ITP was an oral history project started a decade ago by Dr. Martha Norkunas, a public historian and a lecturer in the Anthropology Department. Spurred by the 40th anniversary of the Civil Rights Act in 2004, Norkunas began to concentrate on capturing the stories of African Americans. Norkunas and the students enrolled in her oral history seminars have collected 110 oral histories — 58 of those from east Austinites.

“The role of east Austin in shaping the City of Austin as we now know it is immense — the Austin music scene is a perfect example,” said Dr. Gregory Vincent, the university’s vice president for diversity and community engagement. “Preserving east Austin’s history continues to be important especially as plans for the African American Cultural Heritage District develop.”

The east Austin music scene thrived in large part because it was one of several communities in Texas that were part of the Chitlin’ Circuit. The circuit was a tour that included big-name African American musicians like B. B. King and Ike and Tina Turner. The tour began around Chicago and worked its way South, playing in venues where African Americans were able to listen to music.

Though big-name musicians played only in well-established east Austin clubs, many of the businesses frequented by east Austinites who loved music were informal spaces.

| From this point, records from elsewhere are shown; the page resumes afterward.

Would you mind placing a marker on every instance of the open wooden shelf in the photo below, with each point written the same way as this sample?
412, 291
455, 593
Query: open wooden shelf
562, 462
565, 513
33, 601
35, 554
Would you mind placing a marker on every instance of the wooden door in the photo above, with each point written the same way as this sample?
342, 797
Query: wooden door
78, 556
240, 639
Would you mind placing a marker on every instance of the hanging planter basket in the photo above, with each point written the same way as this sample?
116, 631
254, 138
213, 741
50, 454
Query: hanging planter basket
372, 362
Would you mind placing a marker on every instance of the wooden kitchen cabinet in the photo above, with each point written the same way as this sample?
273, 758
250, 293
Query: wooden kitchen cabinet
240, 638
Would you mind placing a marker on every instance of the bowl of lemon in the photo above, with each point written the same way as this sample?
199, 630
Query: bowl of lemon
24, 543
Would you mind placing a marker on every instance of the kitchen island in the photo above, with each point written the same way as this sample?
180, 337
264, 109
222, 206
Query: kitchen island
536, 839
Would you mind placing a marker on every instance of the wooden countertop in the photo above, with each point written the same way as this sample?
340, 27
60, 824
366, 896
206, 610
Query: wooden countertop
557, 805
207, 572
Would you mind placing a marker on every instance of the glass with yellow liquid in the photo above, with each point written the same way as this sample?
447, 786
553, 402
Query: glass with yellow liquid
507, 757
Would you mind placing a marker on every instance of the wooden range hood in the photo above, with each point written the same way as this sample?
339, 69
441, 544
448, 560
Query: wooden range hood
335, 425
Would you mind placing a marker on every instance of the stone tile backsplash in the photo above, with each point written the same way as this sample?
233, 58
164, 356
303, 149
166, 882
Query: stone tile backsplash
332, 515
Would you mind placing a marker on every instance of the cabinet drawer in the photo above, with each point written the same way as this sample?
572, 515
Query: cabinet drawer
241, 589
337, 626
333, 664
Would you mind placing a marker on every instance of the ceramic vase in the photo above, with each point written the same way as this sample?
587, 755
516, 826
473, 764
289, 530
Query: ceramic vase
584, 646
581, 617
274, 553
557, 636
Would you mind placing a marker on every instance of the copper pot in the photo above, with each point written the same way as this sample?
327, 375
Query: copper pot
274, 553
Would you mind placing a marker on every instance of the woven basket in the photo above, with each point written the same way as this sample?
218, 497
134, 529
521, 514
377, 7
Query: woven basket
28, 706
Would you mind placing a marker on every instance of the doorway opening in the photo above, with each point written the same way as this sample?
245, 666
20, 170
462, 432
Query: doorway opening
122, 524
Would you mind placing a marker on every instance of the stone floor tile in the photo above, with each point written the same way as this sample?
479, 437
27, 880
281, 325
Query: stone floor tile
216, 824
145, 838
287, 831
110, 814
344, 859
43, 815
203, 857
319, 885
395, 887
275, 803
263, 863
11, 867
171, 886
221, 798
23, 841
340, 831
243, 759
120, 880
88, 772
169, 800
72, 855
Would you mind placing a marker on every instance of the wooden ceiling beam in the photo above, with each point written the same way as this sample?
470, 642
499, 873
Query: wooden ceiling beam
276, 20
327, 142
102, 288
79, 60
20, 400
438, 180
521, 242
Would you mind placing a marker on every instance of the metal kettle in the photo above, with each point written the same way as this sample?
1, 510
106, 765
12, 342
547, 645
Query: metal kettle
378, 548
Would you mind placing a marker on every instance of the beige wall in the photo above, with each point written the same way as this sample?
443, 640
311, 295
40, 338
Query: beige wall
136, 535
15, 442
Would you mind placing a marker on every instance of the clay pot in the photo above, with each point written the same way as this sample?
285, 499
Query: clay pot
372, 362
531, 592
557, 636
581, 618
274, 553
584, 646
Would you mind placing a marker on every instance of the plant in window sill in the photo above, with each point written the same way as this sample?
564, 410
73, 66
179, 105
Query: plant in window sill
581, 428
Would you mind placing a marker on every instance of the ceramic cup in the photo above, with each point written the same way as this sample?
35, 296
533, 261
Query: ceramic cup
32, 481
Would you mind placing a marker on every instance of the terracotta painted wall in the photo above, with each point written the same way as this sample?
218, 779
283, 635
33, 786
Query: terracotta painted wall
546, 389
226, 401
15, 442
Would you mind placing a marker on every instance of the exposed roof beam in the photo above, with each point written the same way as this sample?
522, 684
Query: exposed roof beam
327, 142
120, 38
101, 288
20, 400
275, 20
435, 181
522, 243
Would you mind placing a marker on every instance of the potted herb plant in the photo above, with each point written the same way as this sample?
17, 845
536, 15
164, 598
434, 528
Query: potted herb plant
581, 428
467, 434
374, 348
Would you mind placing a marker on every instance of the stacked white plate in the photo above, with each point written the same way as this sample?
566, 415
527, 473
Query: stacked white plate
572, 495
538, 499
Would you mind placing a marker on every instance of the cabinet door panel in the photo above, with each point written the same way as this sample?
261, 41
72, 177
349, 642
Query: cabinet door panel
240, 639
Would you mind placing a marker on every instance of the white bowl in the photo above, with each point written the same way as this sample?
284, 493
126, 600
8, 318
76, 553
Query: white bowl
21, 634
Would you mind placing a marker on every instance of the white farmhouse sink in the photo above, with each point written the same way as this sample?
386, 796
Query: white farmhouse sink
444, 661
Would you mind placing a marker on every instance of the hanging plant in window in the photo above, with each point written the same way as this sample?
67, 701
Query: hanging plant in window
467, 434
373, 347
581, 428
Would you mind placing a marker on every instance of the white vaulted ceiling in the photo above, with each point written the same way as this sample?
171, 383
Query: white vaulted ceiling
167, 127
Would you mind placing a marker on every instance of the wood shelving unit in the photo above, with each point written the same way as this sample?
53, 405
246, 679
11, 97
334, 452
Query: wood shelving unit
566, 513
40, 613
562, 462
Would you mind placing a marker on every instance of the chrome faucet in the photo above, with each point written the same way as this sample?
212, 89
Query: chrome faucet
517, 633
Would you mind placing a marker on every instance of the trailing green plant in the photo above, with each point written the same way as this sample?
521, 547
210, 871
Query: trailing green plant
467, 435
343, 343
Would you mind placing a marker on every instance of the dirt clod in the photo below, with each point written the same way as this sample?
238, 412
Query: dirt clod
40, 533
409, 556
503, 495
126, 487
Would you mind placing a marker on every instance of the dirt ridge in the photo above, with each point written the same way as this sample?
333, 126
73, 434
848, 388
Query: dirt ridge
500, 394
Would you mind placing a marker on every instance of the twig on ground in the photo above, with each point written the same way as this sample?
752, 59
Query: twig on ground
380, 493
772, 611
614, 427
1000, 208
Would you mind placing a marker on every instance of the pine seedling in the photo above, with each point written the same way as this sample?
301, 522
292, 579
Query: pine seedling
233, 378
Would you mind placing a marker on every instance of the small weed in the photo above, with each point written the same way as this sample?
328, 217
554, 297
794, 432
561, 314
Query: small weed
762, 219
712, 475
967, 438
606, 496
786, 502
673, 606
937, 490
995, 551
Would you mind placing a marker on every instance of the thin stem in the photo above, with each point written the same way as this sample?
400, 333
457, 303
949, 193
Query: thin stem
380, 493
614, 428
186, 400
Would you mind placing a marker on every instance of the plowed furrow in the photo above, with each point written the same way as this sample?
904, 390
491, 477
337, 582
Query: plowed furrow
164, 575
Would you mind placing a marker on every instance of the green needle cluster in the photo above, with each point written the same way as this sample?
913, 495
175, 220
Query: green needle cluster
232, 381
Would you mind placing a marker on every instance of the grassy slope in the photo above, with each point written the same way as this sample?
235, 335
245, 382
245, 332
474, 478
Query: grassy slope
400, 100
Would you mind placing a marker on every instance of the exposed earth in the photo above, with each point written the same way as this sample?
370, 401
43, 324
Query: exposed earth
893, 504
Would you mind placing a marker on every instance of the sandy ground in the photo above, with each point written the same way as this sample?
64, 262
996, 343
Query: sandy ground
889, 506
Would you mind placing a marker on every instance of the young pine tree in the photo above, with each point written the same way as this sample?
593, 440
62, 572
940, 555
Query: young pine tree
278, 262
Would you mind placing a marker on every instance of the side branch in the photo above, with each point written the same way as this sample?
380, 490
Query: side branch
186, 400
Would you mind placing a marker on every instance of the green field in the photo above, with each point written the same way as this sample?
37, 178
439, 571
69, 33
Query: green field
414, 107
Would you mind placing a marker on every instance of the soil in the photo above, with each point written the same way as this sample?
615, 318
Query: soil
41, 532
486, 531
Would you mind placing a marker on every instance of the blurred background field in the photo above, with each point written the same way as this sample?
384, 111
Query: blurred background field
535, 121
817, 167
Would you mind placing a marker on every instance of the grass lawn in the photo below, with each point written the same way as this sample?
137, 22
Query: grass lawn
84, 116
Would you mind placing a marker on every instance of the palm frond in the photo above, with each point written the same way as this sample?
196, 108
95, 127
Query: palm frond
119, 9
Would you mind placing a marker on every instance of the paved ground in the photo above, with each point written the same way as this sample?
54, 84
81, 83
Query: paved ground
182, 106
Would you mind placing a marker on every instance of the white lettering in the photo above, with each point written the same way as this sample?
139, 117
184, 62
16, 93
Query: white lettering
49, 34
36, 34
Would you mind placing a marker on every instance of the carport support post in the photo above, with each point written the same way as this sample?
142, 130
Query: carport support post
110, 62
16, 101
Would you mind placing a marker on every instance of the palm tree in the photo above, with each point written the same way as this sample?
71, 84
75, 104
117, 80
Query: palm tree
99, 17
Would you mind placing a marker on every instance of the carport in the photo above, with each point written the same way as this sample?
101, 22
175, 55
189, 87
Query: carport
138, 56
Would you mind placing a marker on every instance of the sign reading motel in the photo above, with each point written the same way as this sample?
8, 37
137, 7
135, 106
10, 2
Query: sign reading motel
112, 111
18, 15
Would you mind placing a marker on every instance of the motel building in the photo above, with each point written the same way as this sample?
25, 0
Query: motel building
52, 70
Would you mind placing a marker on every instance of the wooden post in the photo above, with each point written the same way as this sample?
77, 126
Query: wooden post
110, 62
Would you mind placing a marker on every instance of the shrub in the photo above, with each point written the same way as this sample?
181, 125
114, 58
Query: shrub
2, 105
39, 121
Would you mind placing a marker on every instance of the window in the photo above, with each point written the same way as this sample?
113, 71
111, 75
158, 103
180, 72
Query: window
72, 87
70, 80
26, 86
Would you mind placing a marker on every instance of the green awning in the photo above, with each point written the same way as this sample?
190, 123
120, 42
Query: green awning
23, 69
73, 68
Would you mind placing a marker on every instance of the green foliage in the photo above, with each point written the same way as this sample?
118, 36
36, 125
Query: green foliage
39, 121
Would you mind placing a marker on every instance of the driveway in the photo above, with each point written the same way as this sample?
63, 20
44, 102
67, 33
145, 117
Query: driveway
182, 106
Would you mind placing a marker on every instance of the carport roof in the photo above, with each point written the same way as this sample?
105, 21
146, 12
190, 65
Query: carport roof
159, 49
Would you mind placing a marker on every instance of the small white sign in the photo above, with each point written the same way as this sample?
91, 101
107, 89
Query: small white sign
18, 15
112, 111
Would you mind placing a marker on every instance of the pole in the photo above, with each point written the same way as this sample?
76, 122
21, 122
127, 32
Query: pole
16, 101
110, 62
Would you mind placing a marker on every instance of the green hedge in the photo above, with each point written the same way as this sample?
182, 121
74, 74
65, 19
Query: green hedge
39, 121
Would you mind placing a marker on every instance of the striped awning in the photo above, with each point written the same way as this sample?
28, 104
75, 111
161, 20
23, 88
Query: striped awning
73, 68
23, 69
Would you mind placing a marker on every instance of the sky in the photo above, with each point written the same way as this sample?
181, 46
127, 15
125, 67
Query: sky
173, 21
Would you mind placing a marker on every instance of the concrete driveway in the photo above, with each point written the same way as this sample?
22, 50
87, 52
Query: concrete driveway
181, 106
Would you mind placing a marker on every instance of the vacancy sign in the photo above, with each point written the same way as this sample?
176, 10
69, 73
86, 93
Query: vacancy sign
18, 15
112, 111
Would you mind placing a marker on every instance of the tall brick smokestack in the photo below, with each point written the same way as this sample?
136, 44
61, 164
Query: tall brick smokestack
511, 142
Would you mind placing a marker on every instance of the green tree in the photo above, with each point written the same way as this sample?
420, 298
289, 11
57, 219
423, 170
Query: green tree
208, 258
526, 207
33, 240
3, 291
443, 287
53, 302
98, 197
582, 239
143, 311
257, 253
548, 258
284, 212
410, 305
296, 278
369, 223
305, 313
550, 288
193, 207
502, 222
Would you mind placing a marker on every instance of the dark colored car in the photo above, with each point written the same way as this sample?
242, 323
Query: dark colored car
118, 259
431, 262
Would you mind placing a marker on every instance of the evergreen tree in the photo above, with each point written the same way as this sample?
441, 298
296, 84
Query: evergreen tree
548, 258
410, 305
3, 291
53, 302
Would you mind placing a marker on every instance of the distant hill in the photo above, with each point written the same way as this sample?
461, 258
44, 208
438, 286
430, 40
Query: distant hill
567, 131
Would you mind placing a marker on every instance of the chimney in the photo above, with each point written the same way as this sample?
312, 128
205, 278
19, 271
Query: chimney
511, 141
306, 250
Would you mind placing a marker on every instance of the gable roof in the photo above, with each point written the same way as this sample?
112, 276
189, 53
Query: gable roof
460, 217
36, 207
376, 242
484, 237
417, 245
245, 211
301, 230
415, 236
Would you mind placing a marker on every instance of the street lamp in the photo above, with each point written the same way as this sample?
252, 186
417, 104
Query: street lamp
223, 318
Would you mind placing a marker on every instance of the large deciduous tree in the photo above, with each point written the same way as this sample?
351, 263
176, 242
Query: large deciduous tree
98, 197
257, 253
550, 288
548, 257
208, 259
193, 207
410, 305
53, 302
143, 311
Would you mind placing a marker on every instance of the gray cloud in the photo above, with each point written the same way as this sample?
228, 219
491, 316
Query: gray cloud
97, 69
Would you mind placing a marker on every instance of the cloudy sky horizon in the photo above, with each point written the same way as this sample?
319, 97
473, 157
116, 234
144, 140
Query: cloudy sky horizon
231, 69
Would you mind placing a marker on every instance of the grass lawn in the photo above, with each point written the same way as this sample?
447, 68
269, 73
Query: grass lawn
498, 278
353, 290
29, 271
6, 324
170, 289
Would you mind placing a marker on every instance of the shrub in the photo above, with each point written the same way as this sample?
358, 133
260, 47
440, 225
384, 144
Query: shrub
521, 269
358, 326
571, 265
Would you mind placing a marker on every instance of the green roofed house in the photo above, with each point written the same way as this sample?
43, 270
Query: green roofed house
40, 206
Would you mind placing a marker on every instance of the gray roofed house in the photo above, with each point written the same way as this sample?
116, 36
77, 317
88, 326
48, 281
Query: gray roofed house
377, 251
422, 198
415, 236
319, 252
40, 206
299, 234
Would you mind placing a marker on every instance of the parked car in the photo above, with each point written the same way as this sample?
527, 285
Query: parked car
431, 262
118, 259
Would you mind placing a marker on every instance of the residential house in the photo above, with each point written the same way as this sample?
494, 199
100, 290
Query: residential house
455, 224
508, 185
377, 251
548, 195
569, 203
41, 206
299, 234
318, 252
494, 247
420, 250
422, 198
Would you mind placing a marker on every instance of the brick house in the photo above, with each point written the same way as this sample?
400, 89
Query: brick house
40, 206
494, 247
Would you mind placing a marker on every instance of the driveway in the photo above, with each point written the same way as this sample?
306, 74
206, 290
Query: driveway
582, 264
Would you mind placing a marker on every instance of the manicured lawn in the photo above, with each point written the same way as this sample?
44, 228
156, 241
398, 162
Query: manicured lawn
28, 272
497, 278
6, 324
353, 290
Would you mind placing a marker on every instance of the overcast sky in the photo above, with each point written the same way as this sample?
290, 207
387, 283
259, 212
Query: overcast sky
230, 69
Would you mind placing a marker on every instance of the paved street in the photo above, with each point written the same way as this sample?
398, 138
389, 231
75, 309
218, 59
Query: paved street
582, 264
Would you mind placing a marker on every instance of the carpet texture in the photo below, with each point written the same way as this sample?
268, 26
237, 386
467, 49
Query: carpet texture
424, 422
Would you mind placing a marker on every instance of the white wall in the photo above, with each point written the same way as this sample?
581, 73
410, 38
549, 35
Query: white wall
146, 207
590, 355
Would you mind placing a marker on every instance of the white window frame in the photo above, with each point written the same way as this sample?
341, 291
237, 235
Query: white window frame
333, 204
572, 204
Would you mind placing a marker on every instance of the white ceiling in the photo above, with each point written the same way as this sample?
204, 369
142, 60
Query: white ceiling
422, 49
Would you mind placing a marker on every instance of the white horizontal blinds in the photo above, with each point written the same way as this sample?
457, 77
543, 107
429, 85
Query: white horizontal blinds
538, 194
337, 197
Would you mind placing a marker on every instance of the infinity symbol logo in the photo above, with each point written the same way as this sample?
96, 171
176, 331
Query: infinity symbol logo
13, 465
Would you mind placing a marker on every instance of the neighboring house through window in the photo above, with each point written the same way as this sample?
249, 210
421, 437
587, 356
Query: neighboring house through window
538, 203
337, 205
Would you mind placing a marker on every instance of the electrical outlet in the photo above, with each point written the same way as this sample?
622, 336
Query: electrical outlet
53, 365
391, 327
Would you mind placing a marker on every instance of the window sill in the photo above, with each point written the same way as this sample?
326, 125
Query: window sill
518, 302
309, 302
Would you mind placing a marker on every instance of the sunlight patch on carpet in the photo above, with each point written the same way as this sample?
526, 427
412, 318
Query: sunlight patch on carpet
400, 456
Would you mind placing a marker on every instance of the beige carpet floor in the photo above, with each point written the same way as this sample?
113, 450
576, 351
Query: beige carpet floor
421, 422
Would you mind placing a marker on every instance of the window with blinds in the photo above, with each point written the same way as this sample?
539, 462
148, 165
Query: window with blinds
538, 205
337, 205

“So what a lot of them did was take their home, and little old box houses, it was kind of like a little living area and a bedroom, right here, and they’d knock this wall out, and block this right here, and they had a club,” Jennings told Gatchet. “They lived, put a room back here maybe, if the house was big enough they wouldn’t have to do nothing. Just move all that back here, and they had a club. And several houses did that.”

Other businesses were better known such as Charlie’s Playhouse, Ernie’s Chicken Shack and the Victory Grill. Hubbard and his band, “Bluesboy” Hubbard and the Jets, were regulars at Charlie’s Playhouse and the Chicken Shack, both owned by Charlie Earnest Gildon. Young Matthew Robinson would sneak into the clubs to listen to the music and sometimes jam with his father Matthew Robinson Sr.

“All it is is a conversation,” Robinson said. “That’s what music is, communicating a way of life. And it’s a lifetime thing if you love it. And if you don’t love it, it’s going to beat you down. [laughs] So, I realized that I was a bluesman, after many years of doing all kinds of things I finally realized it and I’m just going to accept my path and keep it going.”